When addressing a beam for serviceability conditions, you must understand how it will deflect under various loading conditions. While there are specific formulas and methods to calculate deflection. Your bending moment diagram allows you to approximate the deflected shape of the beam quickly. This can tell you some quick but essential information regarding where to limit the beam’s deflection to ensure the safety and functionality of your design.

To approximate and sketch the deflected shape of a beam from the bending moment diagram, here are a **few general rules:**

● Beam supports act as clamps for deflection

● If the beam experiences a positive moment over a certain distance, it will concave upwards.

● If the beam experiences a negative moment over a certain distance, it will concave downwards

● Points of inflection are located and points where the moment is equal to zero. Graphically speaking, a point of inflection is where the curvature changes its sign, i.e., where the beam goes from hogging to sagging or vice versa.

In cases where it is **assumed that deformation** is within the elastic range and that displacements are small, the quickest way to compute deflection at a specific location is by utilizing the area's properties under the bending moment diagram. In other words, the curvature of the beam is proportional to the associated bending moment.

Constructing SFDs and BMDs is an important first step to beam analysis. You can determine the magnitude and nature of internal forces through equilibrium equations and use them to determine the stresses, curvature, and deflection at any point in a beam.

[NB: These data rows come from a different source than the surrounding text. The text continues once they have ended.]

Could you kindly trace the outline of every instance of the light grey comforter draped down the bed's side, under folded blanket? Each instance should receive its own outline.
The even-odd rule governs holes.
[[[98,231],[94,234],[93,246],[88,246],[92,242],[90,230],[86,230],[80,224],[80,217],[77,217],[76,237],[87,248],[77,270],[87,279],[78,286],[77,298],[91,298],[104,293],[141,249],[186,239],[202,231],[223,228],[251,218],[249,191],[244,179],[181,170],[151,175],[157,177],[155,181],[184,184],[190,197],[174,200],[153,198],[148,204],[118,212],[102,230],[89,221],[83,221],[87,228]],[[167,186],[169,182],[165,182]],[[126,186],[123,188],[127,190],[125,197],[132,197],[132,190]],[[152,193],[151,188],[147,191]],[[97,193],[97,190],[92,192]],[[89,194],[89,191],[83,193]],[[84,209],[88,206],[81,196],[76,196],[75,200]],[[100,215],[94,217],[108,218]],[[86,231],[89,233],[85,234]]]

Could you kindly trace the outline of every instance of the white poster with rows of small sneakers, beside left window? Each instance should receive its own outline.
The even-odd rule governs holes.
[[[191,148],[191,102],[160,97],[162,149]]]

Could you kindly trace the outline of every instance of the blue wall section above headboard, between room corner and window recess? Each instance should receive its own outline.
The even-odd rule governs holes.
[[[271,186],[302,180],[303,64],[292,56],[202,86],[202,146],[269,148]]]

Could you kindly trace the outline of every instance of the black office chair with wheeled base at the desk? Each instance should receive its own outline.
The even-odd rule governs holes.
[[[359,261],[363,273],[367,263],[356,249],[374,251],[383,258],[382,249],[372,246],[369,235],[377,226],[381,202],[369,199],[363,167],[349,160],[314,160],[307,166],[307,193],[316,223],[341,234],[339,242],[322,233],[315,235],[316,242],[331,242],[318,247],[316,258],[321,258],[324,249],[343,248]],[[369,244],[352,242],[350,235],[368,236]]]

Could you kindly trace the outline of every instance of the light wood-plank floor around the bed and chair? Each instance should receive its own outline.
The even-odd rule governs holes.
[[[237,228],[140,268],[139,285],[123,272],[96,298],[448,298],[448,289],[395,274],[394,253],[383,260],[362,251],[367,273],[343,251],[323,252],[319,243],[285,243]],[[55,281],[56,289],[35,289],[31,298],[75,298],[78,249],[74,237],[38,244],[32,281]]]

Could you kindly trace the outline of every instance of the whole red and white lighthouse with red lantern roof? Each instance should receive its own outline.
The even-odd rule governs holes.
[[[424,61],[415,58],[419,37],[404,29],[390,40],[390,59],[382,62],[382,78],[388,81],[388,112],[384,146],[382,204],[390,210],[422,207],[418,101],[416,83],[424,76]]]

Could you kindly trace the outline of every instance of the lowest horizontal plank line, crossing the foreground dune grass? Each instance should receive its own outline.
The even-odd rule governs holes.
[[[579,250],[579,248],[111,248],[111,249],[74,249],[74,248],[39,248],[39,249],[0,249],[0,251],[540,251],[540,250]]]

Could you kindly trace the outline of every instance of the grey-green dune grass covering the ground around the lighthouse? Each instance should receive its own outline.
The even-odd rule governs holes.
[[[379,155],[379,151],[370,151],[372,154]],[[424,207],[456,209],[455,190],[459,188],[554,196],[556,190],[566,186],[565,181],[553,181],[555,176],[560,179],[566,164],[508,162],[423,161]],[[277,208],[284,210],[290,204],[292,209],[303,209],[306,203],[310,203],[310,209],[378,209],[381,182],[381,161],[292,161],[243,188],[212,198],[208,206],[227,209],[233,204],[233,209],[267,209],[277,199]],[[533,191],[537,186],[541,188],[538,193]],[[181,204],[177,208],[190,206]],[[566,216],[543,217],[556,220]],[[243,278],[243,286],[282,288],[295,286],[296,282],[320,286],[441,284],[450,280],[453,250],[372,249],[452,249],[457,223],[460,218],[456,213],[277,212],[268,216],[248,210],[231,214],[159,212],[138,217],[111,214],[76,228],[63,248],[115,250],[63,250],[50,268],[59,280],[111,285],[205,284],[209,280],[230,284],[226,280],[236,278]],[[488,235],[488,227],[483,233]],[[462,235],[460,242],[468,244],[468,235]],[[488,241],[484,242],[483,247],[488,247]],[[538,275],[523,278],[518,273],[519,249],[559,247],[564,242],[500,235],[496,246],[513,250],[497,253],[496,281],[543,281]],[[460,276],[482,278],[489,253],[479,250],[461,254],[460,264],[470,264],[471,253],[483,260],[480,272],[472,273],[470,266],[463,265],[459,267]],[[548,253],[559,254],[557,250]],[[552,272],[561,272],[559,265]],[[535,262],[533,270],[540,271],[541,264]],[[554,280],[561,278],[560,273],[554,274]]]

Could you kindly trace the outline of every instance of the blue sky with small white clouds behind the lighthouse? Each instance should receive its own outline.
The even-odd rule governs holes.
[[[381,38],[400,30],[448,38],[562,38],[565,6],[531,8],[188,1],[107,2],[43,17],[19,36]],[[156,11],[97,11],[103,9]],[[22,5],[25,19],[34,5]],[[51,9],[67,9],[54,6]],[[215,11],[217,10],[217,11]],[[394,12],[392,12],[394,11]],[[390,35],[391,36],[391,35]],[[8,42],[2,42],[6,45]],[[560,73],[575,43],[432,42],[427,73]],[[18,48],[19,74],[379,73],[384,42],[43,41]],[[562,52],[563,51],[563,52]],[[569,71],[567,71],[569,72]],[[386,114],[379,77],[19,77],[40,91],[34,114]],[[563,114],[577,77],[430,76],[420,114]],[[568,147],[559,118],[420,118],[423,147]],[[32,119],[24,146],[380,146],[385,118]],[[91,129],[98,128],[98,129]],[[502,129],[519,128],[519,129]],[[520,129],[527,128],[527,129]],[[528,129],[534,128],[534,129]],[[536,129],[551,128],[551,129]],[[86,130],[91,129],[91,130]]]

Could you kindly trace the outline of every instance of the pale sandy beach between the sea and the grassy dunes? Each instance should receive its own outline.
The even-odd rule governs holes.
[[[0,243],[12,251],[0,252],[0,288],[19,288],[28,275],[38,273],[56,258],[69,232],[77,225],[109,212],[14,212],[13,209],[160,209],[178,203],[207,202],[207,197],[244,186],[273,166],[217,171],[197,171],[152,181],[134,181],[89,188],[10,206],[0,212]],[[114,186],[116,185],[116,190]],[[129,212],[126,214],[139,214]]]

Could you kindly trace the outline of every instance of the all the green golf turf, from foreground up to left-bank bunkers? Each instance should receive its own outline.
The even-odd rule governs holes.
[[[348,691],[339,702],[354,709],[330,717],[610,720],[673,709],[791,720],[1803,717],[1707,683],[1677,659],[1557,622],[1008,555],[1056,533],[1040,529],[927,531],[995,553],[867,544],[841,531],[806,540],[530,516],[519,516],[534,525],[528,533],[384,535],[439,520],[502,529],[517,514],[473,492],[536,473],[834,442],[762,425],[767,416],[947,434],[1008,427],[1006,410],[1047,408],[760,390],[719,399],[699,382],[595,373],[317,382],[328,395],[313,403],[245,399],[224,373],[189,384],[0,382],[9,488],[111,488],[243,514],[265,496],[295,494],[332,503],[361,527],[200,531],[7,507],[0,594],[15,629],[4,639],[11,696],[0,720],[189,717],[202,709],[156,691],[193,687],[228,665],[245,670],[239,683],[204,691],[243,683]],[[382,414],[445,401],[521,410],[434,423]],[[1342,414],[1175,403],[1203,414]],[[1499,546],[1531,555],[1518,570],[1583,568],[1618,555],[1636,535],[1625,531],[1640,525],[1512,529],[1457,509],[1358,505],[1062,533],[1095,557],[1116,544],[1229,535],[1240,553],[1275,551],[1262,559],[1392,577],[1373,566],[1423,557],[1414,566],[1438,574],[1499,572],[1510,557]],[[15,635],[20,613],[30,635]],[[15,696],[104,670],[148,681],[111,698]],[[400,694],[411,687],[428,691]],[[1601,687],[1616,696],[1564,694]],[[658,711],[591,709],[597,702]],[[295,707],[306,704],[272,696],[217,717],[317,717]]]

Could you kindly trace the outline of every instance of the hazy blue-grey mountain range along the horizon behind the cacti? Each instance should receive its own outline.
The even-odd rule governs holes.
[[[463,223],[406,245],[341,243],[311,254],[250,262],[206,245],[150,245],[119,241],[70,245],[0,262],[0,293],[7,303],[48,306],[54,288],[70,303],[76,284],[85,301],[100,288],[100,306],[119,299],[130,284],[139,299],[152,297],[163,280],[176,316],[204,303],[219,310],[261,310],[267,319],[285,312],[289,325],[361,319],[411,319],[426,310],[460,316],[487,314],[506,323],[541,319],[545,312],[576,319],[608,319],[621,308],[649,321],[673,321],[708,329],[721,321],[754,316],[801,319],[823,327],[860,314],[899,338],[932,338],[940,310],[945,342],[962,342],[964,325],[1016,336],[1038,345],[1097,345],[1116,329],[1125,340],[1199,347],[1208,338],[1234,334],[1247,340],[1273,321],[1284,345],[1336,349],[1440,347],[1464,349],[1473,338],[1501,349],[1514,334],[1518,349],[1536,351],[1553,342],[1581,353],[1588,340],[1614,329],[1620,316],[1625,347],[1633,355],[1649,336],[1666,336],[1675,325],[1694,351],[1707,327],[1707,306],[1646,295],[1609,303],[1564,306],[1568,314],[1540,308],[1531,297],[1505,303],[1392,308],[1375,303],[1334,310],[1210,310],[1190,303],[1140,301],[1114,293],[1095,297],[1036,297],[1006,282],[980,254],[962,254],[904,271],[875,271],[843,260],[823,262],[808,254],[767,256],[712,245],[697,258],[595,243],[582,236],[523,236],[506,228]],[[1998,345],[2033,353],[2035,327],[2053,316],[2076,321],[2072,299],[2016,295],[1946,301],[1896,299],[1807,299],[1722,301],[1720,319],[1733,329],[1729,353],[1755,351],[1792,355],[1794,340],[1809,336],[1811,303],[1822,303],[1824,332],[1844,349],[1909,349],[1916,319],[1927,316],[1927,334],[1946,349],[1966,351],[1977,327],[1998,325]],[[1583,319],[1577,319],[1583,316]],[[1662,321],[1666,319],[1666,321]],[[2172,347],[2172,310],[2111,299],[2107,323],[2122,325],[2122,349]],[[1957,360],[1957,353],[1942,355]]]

So far, we’ve mostly discussed straight, simply-supported beams with rectangular cross-sections. But in reality, beams come in various shapes and sizes and are made from diverse materials. Also, beam loading is rarely consistent, and support arrangements can be highly varied. From cantilevered to fixed supports or simply supported with overhangs and continuous beam runs, real-world supports never perfectly match theory. So it’s important to understand that the process described in this article, and most analysis software are approximations of reality.

This makes the application of beam analysis in the field more complex. But when you reduce these more complicated problems down to their basic principles, you will still follow the same general steps outlined in this article.

Some beam cross-sections are more efficient than others regarding resisting bending and contending with biaxial moments and flexural and shear forces. Commonly, you’ll see beams with an I-shaped cross-section (shown below) used in construction. Cross-sectional properties, like the second moment of area (I), determine a section’s resistance to bending and deflection and has many uses in other engineering applications.

As it turns out, an I-beam is one of the most efficient beam cross-sections because it is stiffer and has a larger second moment of area, so it is more resistant to bending and deflection than a simpler beam cross-section like a rectangle or square. We’ve written an article explaining this theory in detail - read it here!

Knowing where to reinforce a beam and how much reinforcement is required to resist bending moments and stresses induced ensures that structural members will not crack or fail under loading. This knowledge is acquired after mastering BMDs. Whether a beam requires stirrups and how far apart they should be spaced along a beam to resist shear stresses can only be done if you know about the internal forces in a beam and how to visualize them through an SFD.

This process can be done manually, as we have demonstrated here, but the process is time-consuming and gets more complicated when you have to analyze members in a complex structure. This is often done with the help of software. Nevertheless, understanding the basic techniques is essential knowledge, and it will allow you to understand better structural mechanics, material properties, design principles, and failure mechanisms in structural design.